The contact point configuration should be carefully chosen to ensure a stable capture, especially for the non-cooperative target capture mission using multi-armed spacecraft. In this work scenario, the contact points on the base and on the arms are distributed on the opposite side of the target. Otherwise, large forces will be needed. To cope with this problem, an uneven-oriented distribution union criterion is proposed. The union criterion contains a virtual symmetrical criterion and a geometry criterion. The virtual symmetrical contact point criterion is derived from the proof of the force closure principle using computational geometry to ensure a stable grasp, and the geometry criterion is calculated by the volume of the minimum polyhedron formed by the contact points to get a wide-range distribution.
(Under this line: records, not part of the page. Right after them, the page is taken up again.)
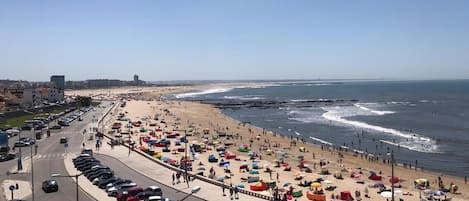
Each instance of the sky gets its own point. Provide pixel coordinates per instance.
(231, 40)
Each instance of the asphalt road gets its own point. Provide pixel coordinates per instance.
(123, 171)
(52, 161)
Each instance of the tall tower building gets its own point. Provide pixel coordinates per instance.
(58, 81)
(136, 82)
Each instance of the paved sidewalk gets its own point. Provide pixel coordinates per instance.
(22, 192)
(162, 174)
(84, 183)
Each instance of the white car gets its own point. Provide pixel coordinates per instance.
(154, 198)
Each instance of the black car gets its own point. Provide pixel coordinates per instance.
(56, 127)
(103, 183)
(87, 151)
(7, 157)
(101, 174)
(95, 173)
(63, 140)
(87, 166)
(50, 186)
(95, 169)
(119, 182)
(85, 161)
(81, 157)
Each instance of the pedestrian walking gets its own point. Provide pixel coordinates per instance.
(236, 192)
(231, 192)
(174, 178)
(223, 189)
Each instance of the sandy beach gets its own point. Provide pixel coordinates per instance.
(144, 104)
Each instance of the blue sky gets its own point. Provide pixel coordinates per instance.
(197, 40)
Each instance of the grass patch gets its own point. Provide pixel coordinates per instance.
(19, 121)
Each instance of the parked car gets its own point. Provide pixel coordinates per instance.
(56, 127)
(50, 186)
(154, 198)
(154, 189)
(81, 157)
(19, 144)
(113, 190)
(118, 183)
(87, 151)
(63, 140)
(123, 195)
(141, 196)
(103, 183)
(95, 169)
(99, 173)
(101, 178)
(7, 157)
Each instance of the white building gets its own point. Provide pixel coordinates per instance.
(55, 95)
(31, 97)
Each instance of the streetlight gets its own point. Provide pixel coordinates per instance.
(32, 162)
(76, 179)
(392, 174)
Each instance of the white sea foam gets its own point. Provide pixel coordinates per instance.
(247, 97)
(414, 146)
(377, 112)
(198, 93)
(321, 141)
(412, 141)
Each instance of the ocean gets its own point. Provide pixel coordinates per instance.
(423, 122)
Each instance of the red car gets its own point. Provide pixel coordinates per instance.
(141, 196)
(123, 195)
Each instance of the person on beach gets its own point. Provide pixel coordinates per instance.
(223, 189)
(174, 177)
(236, 192)
(231, 192)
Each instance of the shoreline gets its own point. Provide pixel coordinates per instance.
(330, 155)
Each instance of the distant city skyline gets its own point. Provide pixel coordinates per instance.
(234, 40)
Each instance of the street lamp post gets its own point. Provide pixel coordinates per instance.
(76, 180)
(392, 175)
(32, 164)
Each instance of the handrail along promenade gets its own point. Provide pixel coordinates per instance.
(205, 179)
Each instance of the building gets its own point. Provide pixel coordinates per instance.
(102, 83)
(58, 81)
(136, 82)
(31, 97)
(55, 95)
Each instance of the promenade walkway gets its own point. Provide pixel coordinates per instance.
(152, 170)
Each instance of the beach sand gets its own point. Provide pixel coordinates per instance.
(144, 103)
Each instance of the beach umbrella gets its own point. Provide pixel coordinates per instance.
(386, 194)
(316, 185)
(379, 184)
(327, 182)
(394, 180)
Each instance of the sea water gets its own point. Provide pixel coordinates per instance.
(423, 122)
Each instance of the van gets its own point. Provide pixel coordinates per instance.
(4, 149)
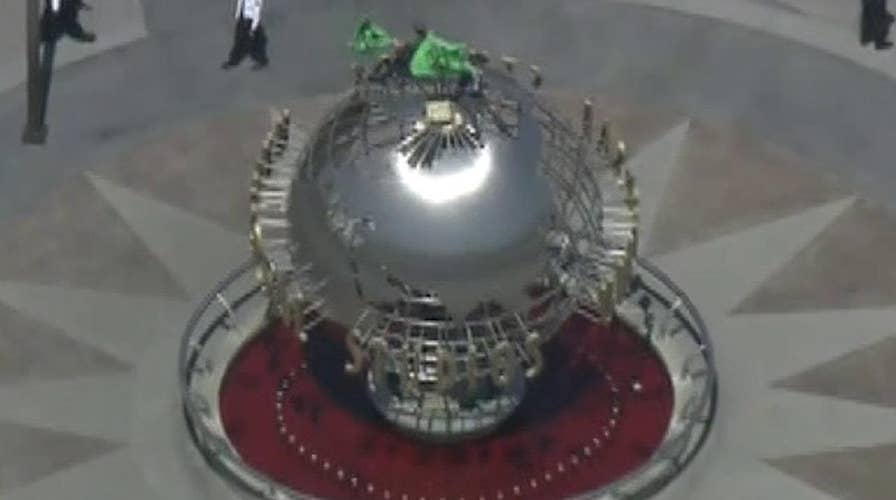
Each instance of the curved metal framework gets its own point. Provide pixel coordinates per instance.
(593, 270)
(670, 321)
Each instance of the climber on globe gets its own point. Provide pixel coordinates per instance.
(427, 57)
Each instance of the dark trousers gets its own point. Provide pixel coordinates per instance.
(64, 22)
(876, 21)
(247, 42)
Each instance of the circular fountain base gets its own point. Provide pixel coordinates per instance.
(599, 411)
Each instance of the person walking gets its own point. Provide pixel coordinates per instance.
(249, 38)
(875, 24)
(61, 18)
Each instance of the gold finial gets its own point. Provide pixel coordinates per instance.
(619, 157)
(536, 76)
(509, 63)
(587, 120)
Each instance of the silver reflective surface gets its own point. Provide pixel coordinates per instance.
(454, 234)
(469, 227)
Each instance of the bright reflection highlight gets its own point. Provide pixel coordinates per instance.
(438, 188)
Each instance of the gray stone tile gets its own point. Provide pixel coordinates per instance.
(33, 351)
(116, 23)
(865, 376)
(74, 238)
(204, 166)
(729, 181)
(849, 474)
(631, 122)
(197, 252)
(29, 454)
(849, 265)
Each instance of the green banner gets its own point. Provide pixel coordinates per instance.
(371, 39)
(436, 58)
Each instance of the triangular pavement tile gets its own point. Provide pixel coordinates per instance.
(29, 454)
(849, 265)
(74, 238)
(32, 351)
(204, 167)
(631, 123)
(850, 474)
(727, 182)
(864, 376)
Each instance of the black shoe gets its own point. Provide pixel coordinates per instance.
(86, 37)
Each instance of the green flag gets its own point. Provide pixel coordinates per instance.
(439, 58)
(371, 39)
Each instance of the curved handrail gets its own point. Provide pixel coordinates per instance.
(249, 479)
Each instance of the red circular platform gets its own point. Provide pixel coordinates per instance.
(581, 426)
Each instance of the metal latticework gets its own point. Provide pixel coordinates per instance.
(438, 371)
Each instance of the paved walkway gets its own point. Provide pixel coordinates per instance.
(763, 142)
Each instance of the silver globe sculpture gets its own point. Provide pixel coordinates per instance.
(450, 232)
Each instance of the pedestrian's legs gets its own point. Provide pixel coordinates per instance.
(259, 49)
(241, 41)
(866, 27)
To further accelerate the optimization rate and enhance the global search ability, a line array modeling method and a continuous-discrete global search algorithm are proposed. The line array modeling method reduces the workload of calculating the descent direction and the gradient available, while the continuous-discrete global search algorithm reducing the optimization dimension. Then a highly efficient grasping is achieved and the corresponding contact point is calculated. Finally, an exhaustive verification is conducted to numerically analyze the disturbance resistance ability, and simulation results demonstrate the effectiveness of the proposed algorithms.